In the Visual Code Recognition for Camera-Equipped Mobile Phones project, Michael Rohs and Beat Gfeller at the Federal Institute of Technology in Zurich explores the possibility to use the cameras built into mobile phones to act as sensors for 2-D visual codes. The codes can be attached to physical objects and act as a key to access object-related information and functionality.
Some interaction possibilities of the visual code system can be obtained by using the position of the camera focus, the rotation of the code in the image, and the amount of tilting of the code plane relative to the image plane as additional input parameters.
Possible applications include:
With visual codes, areas in printed documents can be linked to online content. For example, a cinema magazine, in which physical hyperlinks connect words and images via camera-phones to movie trailers, information about the actors, and the local cinema’s booking system.
In newspapers, the codes could store or rate newspaper articles, provide background information related to advertisements, or updates on information like stock quotes and weather forecasts. If physical hyperlinks are associated with points and regions on the page, the camera-phone can follow the hyperlink, fetch the additional information and display them. In the video (high or low-quality), the camera-phone retrieves the current snow conditions for various regions of Switzerland by moving the camera focus across the corresponding table entries on a newspaper page. Since the rotation of the code in the image is provided as an additional parameter, multiple aspects can be associated with a single point or region. For example, when the camera is rotated by a certain amount, the display changes to indicate the current temperature instead of the snow depths.

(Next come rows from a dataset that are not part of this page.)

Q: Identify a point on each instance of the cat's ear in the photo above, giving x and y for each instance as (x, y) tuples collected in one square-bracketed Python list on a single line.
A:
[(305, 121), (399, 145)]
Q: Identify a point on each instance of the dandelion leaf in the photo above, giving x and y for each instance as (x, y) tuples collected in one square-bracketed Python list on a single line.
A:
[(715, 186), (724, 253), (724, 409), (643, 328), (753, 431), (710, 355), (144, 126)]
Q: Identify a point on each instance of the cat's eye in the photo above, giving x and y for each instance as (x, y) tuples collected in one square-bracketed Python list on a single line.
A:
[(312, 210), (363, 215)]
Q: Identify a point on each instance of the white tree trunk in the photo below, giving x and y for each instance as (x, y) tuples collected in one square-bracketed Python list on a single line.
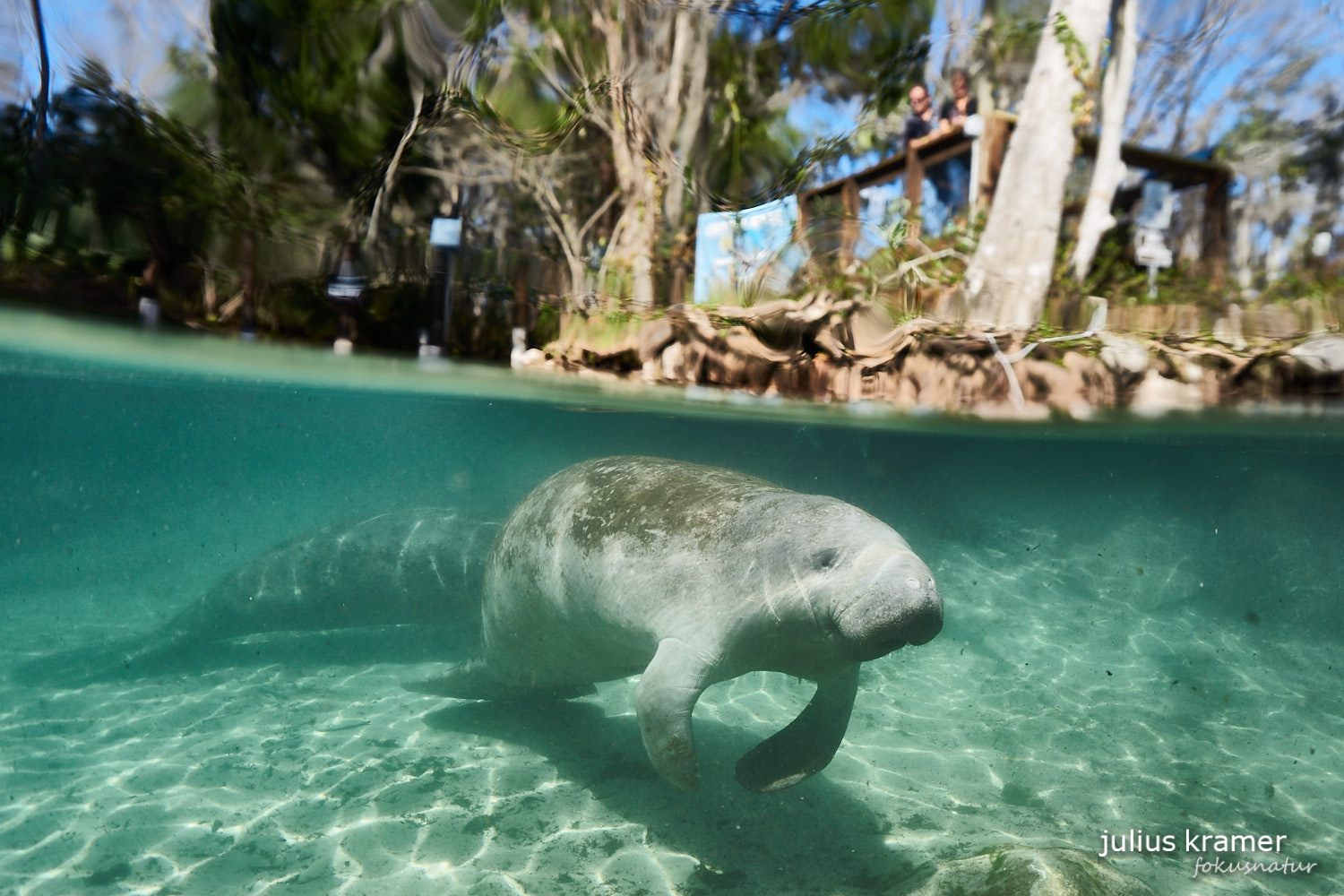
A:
[(1007, 280), (1109, 169)]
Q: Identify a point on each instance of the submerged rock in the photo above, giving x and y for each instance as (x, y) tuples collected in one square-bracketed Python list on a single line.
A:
[(1031, 872), (1322, 355)]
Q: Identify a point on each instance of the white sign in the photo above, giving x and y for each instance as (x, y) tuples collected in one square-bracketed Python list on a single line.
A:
[(1159, 203), (446, 233), (1150, 247), (1322, 244), (346, 289)]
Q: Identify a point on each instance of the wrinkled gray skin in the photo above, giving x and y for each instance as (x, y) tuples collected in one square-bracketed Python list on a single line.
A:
[(694, 575), (417, 565)]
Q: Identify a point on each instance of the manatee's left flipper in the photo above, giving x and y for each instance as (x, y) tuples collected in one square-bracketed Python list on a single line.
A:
[(664, 699), (473, 680), (808, 745)]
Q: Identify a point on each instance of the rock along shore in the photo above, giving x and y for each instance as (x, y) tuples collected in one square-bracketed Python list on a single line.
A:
[(843, 351)]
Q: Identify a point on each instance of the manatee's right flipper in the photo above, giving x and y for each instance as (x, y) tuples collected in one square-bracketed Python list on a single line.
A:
[(811, 740), (472, 680), (664, 699)]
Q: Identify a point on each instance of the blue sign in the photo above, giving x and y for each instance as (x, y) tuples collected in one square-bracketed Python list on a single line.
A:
[(446, 233), (734, 249)]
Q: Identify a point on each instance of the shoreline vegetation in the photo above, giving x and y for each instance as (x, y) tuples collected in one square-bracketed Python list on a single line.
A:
[(1147, 360)]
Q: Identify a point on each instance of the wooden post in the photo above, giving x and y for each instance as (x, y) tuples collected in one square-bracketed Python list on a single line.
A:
[(1215, 230), (849, 225), (994, 145), (804, 217), (914, 194)]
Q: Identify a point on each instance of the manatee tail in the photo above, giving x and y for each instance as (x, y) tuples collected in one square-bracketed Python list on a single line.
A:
[(473, 680)]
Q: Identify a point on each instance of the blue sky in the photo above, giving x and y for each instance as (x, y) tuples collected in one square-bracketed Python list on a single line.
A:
[(129, 37)]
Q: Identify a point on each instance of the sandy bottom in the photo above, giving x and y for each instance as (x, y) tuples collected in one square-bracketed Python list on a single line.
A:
[(1058, 702)]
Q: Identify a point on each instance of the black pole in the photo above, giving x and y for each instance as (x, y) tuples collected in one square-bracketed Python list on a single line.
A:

A PongSymbian version of the classic Pong game can be camera-controlled. The green ball bounces back from the walls. The red slider is controlled by the orientation of the phone relative to the background: moving the phone to the right moves the slider to the right – and vice versa. Video shows how this might be used for interaction with large-scale displays.
In another example, the team used the camera-phone to control a tram map of Zurich. Moving the phone updates the part of the map which is displayed.